Nebraska Gov. Pete Ricketts (R) over the past months has been spearheading a relentless fight against Biden’s Executive Order 14008, with its infamous Section 216 “30×30” decree, at both the national and state levels. A self-professed “climate skeptic,” in February Ricketts helped organize 17 state governors to sign a letter warning President Biden to “reverse course” on his 30×30 land grab. Ricketts has been holding town hall meetings all over his state, encouraging local leaders to pass resolutions to block its implementation. To date, over 50 of Nebraska’s 93 counties have done so. In June, Ricketts signed an executive order against EO 14008 which he details in an Aug. 2 statement posted on the governor’s website. Given that 97% of land in Nebraska is privately owned, taking 30% out of production he warns would “devastate food production, our rural communities and our state’s overall economy.”
Governor Ricketts ends his statement with an ominous warning that the “environmental activists won’t be satisfied with just 30%.” He refers to a group called Nature Needs Half, formed in 2009 for the purpose of lobbying to place 50% of the Earth into conservatorship. He cites the 2016 book by naturalist E.O. Wilson entitled “Half-Earth” arguing for half of the Earth to be off limits for humans—"50×50.” Ricketts then quotes Biden’s Secretary of Commerce, Gina Raimondo, who says “Thirty percent isn’t the end. Thirty percent is the beginning. It’s setting a very strong foundation and we hope will build the momentum for longer-term conservation.”
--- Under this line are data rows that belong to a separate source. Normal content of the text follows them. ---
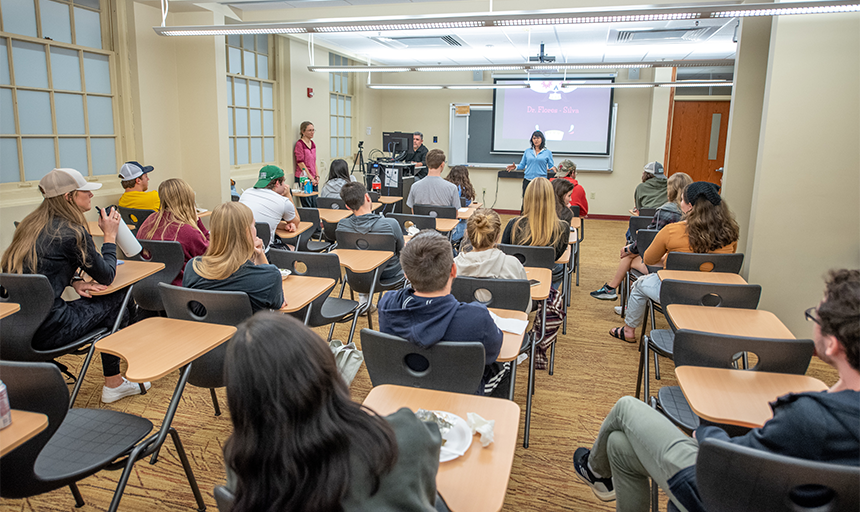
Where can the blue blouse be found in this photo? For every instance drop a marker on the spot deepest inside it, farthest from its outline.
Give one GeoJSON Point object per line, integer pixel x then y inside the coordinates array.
{"type": "Point", "coordinates": [536, 165]}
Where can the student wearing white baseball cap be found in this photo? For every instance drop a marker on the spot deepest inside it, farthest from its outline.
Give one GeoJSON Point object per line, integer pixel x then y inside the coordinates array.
{"type": "Point", "coordinates": [135, 181]}
{"type": "Point", "coordinates": [53, 241]}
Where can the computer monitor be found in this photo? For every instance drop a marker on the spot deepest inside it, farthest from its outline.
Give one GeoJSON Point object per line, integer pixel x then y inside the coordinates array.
{"type": "Point", "coordinates": [396, 142]}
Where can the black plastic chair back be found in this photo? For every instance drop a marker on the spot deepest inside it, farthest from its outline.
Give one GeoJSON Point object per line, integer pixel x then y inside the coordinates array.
{"type": "Point", "coordinates": [733, 478]}
{"type": "Point", "coordinates": [134, 216]}
{"type": "Point", "coordinates": [744, 296]}
{"type": "Point", "coordinates": [637, 223]}
{"type": "Point", "coordinates": [700, 262]}
{"type": "Point", "coordinates": [218, 307]}
{"type": "Point", "coordinates": [331, 203]}
{"type": "Point", "coordinates": [451, 366]}
{"type": "Point", "coordinates": [513, 294]}
{"type": "Point", "coordinates": [34, 294]}
{"type": "Point", "coordinates": [145, 292]}
{"type": "Point", "coordinates": [264, 233]}
{"type": "Point", "coordinates": [369, 241]}
{"type": "Point", "coordinates": [224, 498]}
{"type": "Point", "coordinates": [34, 387]}
{"type": "Point", "coordinates": [421, 222]}
{"type": "Point", "coordinates": [439, 212]}
{"type": "Point", "coordinates": [529, 256]}
{"type": "Point", "coordinates": [693, 348]}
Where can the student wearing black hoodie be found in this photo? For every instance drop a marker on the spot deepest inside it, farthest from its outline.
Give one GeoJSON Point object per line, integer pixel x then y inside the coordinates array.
{"type": "Point", "coordinates": [427, 313]}
{"type": "Point", "coordinates": [636, 442]}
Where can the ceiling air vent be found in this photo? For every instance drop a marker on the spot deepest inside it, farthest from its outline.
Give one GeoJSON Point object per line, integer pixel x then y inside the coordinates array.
{"type": "Point", "coordinates": [680, 35]}
{"type": "Point", "coordinates": [420, 42]}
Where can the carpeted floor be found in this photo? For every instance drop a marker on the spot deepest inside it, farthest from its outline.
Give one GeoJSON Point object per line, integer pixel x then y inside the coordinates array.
{"type": "Point", "coordinates": [592, 371]}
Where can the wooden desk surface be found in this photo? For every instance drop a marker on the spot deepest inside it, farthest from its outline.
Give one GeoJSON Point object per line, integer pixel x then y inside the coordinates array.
{"type": "Point", "coordinates": [511, 342]}
{"type": "Point", "coordinates": [544, 275]}
{"type": "Point", "coordinates": [362, 261]}
{"type": "Point", "coordinates": [478, 480]}
{"type": "Point", "coordinates": [130, 272]}
{"type": "Point", "coordinates": [446, 225]}
{"type": "Point", "coordinates": [157, 346]}
{"type": "Point", "coordinates": [95, 230]}
{"type": "Point", "coordinates": [702, 277]}
{"type": "Point", "coordinates": [7, 308]}
{"type": "Point", "coordinates": [738, 397]}
{"type": "Point", "coordinates": [303, 226]}
{"type": "Point", "coordinates": [754, 323]}
{"type": "Point", "coordinates": [302, 290]}
{"type": "Point", "coordinates": [333, 216]}
{"type": "Point", "coordinates": [25, 425]}
{"type": "Point", "coordinates": [565, 258]}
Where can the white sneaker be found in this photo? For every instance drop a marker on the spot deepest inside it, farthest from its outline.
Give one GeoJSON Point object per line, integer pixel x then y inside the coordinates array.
{"type": "Point", "coordinates": [111, 395]}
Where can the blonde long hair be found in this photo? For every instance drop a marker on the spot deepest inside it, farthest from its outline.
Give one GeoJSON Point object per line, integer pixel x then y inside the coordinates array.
{"type": "Point", "coordinates": [177, 207]}
{"type": "Point", "coordinates": [21, 255]}
{"type": "Point", "coordinates": [542, 223]}
{"type": "Point", "coordinates": [231, 242]}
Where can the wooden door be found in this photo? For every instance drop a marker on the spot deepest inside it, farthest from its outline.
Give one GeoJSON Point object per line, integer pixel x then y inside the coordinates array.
{"type": "Point", "coordinates": [698, 142]}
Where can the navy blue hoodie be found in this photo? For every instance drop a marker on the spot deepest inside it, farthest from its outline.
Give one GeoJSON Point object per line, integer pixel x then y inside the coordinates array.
{"type": "Point", "coordinates": [823, 427]}
{"type": "Point", "coordinates": [427, 321]}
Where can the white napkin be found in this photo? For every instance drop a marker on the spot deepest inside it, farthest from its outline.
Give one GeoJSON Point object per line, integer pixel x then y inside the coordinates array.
{"type": "Point", "coordinates": [481, 426]}
{"type": "Point", "coordinates": [511, 325]}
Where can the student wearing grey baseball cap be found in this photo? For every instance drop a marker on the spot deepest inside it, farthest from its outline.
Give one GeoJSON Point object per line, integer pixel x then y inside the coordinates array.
{"type": "Point", "coordinates": [53, 241]}
{"type": "Point", "coordinates": [135, 181]}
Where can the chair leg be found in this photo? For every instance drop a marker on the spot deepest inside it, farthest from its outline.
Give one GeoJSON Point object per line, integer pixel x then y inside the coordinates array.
{"type": "Point", "coordinates": [215, 402]}
{"type": "Point", "coordinates": [201, 506]}
{"type": "Point", "coordinates": [76, 493]}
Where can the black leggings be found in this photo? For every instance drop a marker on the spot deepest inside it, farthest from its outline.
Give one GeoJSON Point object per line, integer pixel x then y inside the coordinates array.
{"type": "Point", "coordinates": [81, 317]}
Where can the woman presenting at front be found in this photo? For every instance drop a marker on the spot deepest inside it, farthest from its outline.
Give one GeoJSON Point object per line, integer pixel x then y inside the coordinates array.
{"type": "Point", "coordinates": [306, 161]}
{"type": "Point", "coordinates": [536, 161]}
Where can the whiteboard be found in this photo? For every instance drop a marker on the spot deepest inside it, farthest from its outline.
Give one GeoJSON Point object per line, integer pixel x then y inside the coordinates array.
{"type": "Point", "coordinates": [471, 143]}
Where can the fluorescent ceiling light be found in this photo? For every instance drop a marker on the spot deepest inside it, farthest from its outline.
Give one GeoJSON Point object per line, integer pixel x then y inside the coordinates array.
{"type": "Point", "coordinates": [516, 18]}
{"type": "Point", "coordinates": [560, 66]}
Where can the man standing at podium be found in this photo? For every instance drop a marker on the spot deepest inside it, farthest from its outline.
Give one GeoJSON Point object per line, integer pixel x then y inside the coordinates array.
{"type": "Point", "coordinates": [418, 155]}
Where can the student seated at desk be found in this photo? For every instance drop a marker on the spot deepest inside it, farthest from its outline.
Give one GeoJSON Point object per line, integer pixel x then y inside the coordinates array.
{"type": "Point", "coordinates": [271, 203]}
{"type": "Point", "coordinates": [364, 221]}
{"type": "Point", "coordinates": [709, 227]}
{"type": "Point", "coordinates": [235, 260]}
{"type": "Point", "coordinates": [427, 313]}
{"type": "Point", "coordinates": [177, 221]}
{"type": "Point", "coordinates": [300, 443]}
{"type": "Point", "coordinates": [485, 260]}
{"type": "Point", "coordinates": [539, 225]}
{"type": "Point", "coordinates": [54, 241]}
{"type": "Point", "coordinates": [636, 442]}
{"type": "Point", "coordinates": [433, 189]}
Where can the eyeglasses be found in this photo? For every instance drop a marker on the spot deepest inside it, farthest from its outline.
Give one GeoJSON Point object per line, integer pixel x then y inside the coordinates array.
{"type": "Point", "coordinates": [811, 315]}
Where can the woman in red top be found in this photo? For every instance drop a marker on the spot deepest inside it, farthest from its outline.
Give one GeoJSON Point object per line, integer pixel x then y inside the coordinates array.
{"type": "Point", "coordinates": [567, 171]}
{"type": "Point", "coordinates": [177, 221]}
{"type": "Point", "coordinates": [306, 161]}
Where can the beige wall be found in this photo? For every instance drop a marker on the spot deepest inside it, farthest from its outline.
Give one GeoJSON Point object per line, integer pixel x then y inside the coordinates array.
{"type": "Point", "coordinates": [805, 207]}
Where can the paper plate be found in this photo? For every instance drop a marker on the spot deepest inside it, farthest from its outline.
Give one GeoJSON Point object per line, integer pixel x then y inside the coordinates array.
{"type": "Point", "coordinates": [457, 440]}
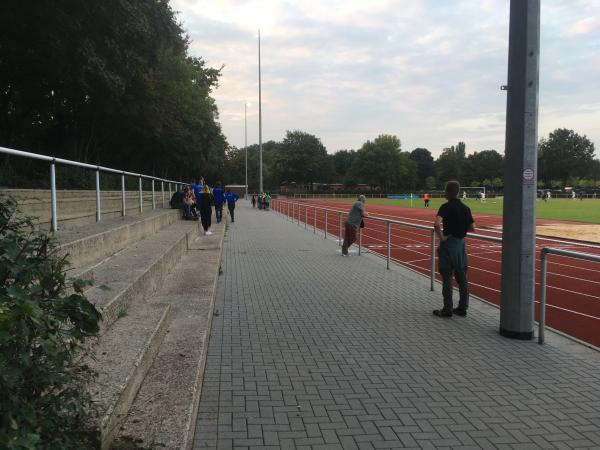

The weakness in Ricketts’ statement is that he so far fails to identify the green financial mafia in the City of London and Wall Street who are using the Biden administration along with the environmental extremists to carry out their Malthusian war of extermination against the human race. A “Great Leap Backward” pamphlet has been provided to the Governor’s Mansion, and to many lawmakers in Nebraska and throughout the Central States. The Aug. 2 governor’s statement: https://governor.nebraska.gov/press/taking-action-stop-30-x-30
This coming week, the R-CALF national convention in Rapid City, South Dakota, will have a session against the green 30×30 land grab, addressed by Margaret Byfield, the head of the American Stewards of Liberty group, headquartered in Texas, which is campaigning for counties and groups to pass resolutions against Executive Order 14008. Her topic, “Peeling Back the Layers of Biden’s 30×30 Land Grab,” may focus more narrowly on how the Executive Order subverts property rights, which it does, but it does much more. R-CALF has the largest membership of independent livestock producers in the U.S. Another of its convention presentations will expose the World Wildlife Fund, cartels and others behind the Green Deal, presented by Wyoming rancher and attorney Tracy Hunt. It is titled, “The Global Roundtable for Sustainable Beef: They’re Coming for You and Your Ranch.”
At the July Schiller Institute International Conference, “There Is No ‘Climate Emergency,’” Kansas farmer activist Angel Cushing lambasted the whole range of land lock-ups and and its intended impact to cut food production. She said that the old “Bison Commons” crazy idea is now live, to replace food production on the High Plains with no-economic-activity, non-human “nature preserves.” The biggest such project in the U.S. is centered in Montana, for the “American Prairie Reserve,” which backers intend to create by Federal and private conservation easements, paid for by billionaire greenie types, to turn over 3 million acres to buffalo and wilderness.
Governor Ricketts singles out the easements mechanism in his Aug. 2 statement. In a productive society, easements are useful for where to site power lines, and other public-use necessary infrastructure. But, Rickett’s blasts the green “conservation easements” schemes. A conservation easement is created when a landowner enters into a contract with the federal government or a private “land trust” to restrict development on land for nominally conservation purposes—nature minus humans. Generally, the landowner maintains ownership while a government agency or land trust manages the property.
There are 1,300 private conservation land trusts currently operating in the U.S. managing 56 million acres of property. Very generous tax breaks are being offered by the IRS as an enticement for struggling ranchers and farmers to sign these contracts. Another incentive is that conservation easements lower land value significantly (59% on average in Nebraska) which means lower property taxes. The problem according to Ricketts is that this forces localities to raise other taxes to make up for revenue shortfalls. He warns that in Nebraska, unless stated otherwise, a conservation easement contract is perpetual, even if the property is sold or gifted to heirs. “Once the contract is signed, future generations cannot go back and reconsider whether land should remain under restriction.” states the Governor.
Landowners can also outright sell their property to a land trust or the federal government. Four agencies, Bureau of Land Management, Fish and Wildlife Service, National Park Service and Forest Service using money authorized by Congress through the Land Water Conservation Fund (LWCF) can purchase land for conservation easements. The federal government is exempt from paying any state or local property tax at all. In lieu of tax however, according to Ricketts, the Department of the Interior generally pays a pathetic $2.50 per acre to the state. The federal government currently owns approximately 640 million acres of land in the United States, including land in Alaska.